Jakarta, Portonews.com – Kenaikan Pajak Pertambahan Nilai (PPN) menjadi 12 persen yang berlaku sejak 1 Januari 2025 menjadi sorotan berbagai pihak, terutama di sektor perbankan dan keuangan. Pengamat perbankan sekaligus praktisi sistem pembayaran, Arianto Muditomo, menyebutkan kredit kendaraan, kredit multiguna, dan Kredit Pemilikan Rumah (KPR) berpotensi paling terdampak.
“Kendaraan bermotor akan terkena dampak ganda karena kenaikan tarif PPN dan pajak kendaraan bermotor (PKB), ditambah opsen PKB. Ini dapat memperlambat penyaluran kredit baru di sektor tersebut,” ujar Arianto saat dihubungi, Kamis (2/1).
Ia mengatakan, kendati ada potensi perlambatan penyaluran kredit, kredit yang sudah berjalan (eksisting) dan non-performing loan (NPL) diperkirakan tidak terlalu terpengaruh. Khusus KPR, yang tenornya bisa mencapai 20 tahun, kenaikan PPN diyakini berdampak lebih kecil dibandingkan kredit kendaraan.
Selain menurunkan permintaan kredit, Arianto menilai kenaikan PPN juga dapat memengaruhi Dana Pihak Ketiga (DPK) di perbankan, sebab besaran penghasilan masyarakat untuk ditabung bisa menipis. “Mayoritas nasabah perbankan adalah individu, bukan pengusaha. Sehingga DPK keluar berpotensi lebih besar daripada yang masuk,” jelasnya.
Sementara itu, dari sudut pandang otoritas pajak, Direktorat Jenderal Pajak (DJP) Kementerian Keuangan memastikan akan mengembalikan dana masyarakat yang terkena tarif 12 persen untuk transaksi bukan barang mewah. “Prinsipnya, kalau ada kelebihan dipungut, mesti dikembalikan,” kata Direktur Jenderal Pajak, Suryo Utomo, dalam konferensi pers di Jakarta, Kamis (2/1).
DJP tengah menyusun skema teknis pengembalian pajak tersebut, antara lain dengan membetulkan faktur pajak yang dilaporkan. “Ada faktur pajak yang diterbitkan secara insidentil, ada juga yang terbit sistematis.

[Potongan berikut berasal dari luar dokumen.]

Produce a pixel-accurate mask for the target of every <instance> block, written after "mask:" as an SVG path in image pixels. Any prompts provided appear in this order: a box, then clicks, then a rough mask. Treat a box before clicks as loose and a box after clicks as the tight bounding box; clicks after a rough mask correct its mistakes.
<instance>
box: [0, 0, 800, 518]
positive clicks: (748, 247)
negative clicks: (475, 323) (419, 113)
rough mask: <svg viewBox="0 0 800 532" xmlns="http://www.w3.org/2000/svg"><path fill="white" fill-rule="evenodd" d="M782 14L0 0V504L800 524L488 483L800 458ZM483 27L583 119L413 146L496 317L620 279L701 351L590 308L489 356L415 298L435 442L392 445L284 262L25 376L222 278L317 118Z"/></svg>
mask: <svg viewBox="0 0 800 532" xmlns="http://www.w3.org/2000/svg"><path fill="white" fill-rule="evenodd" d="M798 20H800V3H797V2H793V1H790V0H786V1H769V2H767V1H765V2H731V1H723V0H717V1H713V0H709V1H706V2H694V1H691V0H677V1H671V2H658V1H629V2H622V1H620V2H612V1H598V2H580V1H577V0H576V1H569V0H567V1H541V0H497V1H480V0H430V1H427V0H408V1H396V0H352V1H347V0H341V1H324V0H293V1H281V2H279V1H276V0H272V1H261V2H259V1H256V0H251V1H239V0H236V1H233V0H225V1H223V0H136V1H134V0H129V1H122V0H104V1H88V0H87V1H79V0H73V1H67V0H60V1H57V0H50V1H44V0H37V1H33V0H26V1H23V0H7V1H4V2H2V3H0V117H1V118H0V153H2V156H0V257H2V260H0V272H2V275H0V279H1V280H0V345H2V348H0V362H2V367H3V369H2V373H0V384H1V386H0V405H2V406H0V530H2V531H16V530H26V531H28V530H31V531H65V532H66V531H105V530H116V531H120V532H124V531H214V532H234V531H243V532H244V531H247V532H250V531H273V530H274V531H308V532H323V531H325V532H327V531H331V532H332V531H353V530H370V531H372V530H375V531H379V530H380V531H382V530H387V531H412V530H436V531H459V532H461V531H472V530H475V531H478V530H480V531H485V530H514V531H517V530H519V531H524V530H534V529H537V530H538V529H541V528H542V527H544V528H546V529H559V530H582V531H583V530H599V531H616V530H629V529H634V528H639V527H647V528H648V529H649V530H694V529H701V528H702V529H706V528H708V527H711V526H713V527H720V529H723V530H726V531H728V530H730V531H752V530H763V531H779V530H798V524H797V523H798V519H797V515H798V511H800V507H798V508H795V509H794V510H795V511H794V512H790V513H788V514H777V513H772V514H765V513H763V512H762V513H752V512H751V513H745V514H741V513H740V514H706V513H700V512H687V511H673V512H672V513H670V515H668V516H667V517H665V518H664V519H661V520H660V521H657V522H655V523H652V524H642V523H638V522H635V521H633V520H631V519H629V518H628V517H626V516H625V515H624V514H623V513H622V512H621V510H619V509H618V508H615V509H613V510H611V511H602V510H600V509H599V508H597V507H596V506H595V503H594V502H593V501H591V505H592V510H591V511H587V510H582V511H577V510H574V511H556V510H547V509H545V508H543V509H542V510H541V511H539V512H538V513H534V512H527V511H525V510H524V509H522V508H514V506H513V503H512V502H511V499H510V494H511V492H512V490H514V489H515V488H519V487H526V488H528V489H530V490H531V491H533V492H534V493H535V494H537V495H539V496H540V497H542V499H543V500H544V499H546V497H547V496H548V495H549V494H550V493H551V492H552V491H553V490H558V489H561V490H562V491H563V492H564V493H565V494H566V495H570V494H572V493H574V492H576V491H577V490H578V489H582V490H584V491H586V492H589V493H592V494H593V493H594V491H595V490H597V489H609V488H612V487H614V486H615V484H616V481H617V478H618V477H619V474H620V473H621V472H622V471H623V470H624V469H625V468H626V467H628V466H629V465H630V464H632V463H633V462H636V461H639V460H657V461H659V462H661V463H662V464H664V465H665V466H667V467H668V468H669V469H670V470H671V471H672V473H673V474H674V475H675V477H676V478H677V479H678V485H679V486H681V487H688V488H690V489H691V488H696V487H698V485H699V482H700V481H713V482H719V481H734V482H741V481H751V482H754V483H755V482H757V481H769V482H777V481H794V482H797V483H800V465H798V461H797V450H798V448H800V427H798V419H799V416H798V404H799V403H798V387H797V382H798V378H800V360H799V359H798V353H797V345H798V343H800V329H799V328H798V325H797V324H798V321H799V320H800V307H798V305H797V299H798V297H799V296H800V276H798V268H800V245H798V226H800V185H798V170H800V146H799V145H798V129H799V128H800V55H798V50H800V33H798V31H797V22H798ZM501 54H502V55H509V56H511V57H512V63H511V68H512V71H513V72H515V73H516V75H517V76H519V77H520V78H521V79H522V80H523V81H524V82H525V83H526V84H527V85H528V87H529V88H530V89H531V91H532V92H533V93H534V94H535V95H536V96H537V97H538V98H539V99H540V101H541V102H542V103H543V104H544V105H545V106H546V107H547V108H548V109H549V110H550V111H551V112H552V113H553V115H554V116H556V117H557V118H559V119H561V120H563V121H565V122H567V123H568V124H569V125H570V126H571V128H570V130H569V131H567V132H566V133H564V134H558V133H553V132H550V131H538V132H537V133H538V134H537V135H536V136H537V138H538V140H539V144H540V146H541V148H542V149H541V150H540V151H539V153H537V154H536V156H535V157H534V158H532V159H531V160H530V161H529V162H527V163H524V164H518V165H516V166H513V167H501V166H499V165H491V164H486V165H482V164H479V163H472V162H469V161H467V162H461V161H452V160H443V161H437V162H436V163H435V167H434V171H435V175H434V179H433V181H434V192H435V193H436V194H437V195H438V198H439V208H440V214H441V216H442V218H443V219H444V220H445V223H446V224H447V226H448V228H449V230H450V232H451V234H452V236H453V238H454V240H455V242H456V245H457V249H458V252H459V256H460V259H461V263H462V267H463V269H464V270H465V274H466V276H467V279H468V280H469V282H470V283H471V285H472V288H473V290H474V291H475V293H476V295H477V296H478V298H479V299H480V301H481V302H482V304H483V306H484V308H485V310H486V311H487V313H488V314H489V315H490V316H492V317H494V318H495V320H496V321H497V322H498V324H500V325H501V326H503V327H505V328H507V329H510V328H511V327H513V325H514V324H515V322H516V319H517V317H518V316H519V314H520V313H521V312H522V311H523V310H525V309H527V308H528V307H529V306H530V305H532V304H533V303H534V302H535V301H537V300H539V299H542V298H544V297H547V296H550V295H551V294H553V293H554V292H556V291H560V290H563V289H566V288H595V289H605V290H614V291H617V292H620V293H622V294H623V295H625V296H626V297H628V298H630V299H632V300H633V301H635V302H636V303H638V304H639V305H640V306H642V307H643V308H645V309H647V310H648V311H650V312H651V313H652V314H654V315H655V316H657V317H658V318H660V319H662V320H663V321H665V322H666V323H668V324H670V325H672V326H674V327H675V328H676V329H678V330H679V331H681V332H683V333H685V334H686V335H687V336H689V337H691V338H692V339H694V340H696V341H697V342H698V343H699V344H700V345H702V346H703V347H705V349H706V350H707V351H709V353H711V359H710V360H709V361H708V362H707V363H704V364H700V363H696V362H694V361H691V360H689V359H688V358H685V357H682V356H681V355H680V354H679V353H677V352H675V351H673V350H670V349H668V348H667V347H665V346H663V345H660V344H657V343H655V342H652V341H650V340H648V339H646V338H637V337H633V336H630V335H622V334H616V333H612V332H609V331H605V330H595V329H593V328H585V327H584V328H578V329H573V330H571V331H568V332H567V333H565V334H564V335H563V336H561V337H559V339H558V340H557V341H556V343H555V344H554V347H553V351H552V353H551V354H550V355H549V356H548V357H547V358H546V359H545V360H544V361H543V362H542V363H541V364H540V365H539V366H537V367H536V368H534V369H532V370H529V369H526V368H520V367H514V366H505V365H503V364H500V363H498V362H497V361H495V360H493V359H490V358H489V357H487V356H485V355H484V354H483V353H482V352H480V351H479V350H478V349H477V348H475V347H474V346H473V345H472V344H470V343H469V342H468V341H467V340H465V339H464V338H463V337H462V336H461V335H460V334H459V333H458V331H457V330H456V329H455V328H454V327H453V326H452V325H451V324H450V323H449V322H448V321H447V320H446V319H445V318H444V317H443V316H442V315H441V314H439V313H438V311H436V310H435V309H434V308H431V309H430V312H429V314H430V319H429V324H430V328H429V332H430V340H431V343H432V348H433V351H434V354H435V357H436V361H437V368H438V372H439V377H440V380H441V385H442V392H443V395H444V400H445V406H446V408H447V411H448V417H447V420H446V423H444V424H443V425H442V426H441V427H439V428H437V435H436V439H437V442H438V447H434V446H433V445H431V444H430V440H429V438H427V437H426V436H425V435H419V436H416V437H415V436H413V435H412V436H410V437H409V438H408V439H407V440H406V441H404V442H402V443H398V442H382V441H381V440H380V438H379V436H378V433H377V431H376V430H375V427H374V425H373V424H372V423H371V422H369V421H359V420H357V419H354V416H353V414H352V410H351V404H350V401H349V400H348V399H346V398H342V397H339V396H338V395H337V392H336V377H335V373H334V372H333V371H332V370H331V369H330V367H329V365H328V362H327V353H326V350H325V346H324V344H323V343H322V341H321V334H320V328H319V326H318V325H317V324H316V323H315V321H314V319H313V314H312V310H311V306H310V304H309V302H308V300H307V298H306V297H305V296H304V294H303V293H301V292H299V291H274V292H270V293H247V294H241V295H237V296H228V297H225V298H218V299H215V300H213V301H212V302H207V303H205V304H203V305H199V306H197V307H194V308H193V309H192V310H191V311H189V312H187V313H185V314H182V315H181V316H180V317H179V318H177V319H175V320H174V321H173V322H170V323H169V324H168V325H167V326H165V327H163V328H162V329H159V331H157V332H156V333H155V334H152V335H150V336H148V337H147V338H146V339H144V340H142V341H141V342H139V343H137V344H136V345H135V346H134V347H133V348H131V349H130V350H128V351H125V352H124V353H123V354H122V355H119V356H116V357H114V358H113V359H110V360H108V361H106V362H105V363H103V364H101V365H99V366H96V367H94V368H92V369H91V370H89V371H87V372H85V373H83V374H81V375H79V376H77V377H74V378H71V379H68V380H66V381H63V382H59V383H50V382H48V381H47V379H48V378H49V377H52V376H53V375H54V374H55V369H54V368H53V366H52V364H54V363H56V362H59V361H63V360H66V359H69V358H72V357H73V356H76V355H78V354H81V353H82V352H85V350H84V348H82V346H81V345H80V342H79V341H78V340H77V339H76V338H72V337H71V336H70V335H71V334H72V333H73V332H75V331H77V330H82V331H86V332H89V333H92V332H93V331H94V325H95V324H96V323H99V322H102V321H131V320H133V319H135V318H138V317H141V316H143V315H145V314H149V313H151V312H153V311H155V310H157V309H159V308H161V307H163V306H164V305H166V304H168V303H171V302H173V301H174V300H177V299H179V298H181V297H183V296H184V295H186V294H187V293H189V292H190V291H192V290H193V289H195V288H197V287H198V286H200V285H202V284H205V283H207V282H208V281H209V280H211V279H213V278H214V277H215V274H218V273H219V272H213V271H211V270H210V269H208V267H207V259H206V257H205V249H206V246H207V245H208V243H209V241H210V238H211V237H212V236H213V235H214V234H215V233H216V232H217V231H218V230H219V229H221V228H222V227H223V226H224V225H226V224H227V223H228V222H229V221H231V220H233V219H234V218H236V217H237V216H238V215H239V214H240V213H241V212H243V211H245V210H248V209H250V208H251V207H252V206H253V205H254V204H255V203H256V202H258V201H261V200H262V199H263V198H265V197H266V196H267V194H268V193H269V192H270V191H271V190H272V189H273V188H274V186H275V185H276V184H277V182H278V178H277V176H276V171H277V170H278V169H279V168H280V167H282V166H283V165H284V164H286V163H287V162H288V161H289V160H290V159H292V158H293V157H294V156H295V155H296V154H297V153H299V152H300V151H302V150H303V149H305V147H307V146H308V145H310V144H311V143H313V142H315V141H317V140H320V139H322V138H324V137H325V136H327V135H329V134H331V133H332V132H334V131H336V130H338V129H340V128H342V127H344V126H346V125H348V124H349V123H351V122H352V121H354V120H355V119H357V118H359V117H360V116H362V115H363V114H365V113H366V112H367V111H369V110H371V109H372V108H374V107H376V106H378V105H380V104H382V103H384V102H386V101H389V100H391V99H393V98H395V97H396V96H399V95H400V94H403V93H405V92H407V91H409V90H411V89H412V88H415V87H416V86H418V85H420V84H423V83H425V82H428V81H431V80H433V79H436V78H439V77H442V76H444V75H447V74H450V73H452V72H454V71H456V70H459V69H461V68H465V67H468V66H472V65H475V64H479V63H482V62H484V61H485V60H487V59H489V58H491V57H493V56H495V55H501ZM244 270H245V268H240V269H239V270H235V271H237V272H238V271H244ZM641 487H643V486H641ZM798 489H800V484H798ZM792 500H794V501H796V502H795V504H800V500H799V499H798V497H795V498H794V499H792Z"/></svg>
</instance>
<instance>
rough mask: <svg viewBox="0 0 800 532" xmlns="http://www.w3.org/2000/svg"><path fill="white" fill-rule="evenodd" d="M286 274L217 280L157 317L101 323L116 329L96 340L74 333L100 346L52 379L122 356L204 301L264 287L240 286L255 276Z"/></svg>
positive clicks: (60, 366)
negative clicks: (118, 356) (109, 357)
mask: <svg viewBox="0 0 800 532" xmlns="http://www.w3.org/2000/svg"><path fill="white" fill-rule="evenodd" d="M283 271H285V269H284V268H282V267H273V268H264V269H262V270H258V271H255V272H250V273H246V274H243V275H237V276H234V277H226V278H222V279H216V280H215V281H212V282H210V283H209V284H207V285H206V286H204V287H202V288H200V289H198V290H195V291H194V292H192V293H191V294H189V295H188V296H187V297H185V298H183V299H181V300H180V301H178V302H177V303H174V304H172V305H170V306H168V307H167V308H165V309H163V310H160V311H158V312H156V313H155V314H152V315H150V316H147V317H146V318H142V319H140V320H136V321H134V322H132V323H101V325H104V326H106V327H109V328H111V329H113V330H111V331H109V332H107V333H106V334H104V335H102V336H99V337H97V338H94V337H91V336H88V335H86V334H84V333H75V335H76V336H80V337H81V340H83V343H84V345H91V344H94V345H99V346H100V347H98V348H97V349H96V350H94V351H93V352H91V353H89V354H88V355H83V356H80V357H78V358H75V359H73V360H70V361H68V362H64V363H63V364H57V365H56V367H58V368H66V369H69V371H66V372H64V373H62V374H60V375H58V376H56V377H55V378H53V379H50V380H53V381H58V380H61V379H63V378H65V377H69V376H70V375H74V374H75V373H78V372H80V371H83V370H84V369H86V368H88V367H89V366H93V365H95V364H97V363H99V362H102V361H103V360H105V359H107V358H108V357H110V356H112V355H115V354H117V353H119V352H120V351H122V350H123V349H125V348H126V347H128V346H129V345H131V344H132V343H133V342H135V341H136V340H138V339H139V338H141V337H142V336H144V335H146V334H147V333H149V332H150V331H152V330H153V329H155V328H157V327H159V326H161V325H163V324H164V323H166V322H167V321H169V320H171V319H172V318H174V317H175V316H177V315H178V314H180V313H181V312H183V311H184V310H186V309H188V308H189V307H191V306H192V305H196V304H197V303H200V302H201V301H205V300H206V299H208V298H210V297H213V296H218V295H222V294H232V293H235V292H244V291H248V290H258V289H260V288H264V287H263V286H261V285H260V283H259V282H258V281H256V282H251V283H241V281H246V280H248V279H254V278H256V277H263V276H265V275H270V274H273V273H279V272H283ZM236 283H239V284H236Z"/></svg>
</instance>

Kami akan melihat berbagai kemungkinan agar hak wajib pajak tidak terbebani,” ujar Suryo.
Direktur Peraturan Perpajakan I DJP, Hestu Yoga, menambahkan bahwa wajib pajak pada prinsipnya boleh mengajukan pengembalian dana melalui Surat Pemberitahuan Tahunan (SPT) maupun pengkreditan tarif 12 persen bagi Pengusaha Kena Pajak (PKP). Hal ini dipermudah dengan sistem DJP yang sudah saling terintegrasi, sehingga faktur pajak yang diterbitkan penjual akan muncul otomatis untuk dikreditkan oleh pembeli.
Bagi konsumen akhir, kemungkinan pengembalian pajak pun tetap ada, selama konsumen memiliki Nomor Pokok Wajib Pajak (NPWP) dan faktur pajak yang diterbitkan merupakan faktur standar. “Kami sedang mematangkan skema teknisnya. Jika perlu, kami akan keluarkan aturan tambahan. Prinsipnya, kami ingin tidak memberatkan wajib pajak,” kata Hestu.
Kenaikan PPN 12 persen sendiri diberlakukan terbatas pada barang mewah dan kendaraan bermotor. Untuk barang dan jasa di luar kategori tersebut, pemerintah menerapkan tarif efektif 11 persen dengan mekanisme perhitungan 11/12 dikalikan tarif PPN 12 persen. Presiden Prabowo Subianto mengumumkan batasan ini pada 31 Desember 2024, hanya satu hari sebelum aturan baru diberlakukan. Sementara itu, sejumlah transaksi digital, seperti Google, Apple, dan Tokopedia, dilaporkan sudah memungut tarif 12 persen sejak 1 Januari 2025 sesuai amanat Undang-Undang Harmonisasi Peraturan Perpajakan (UU HPP).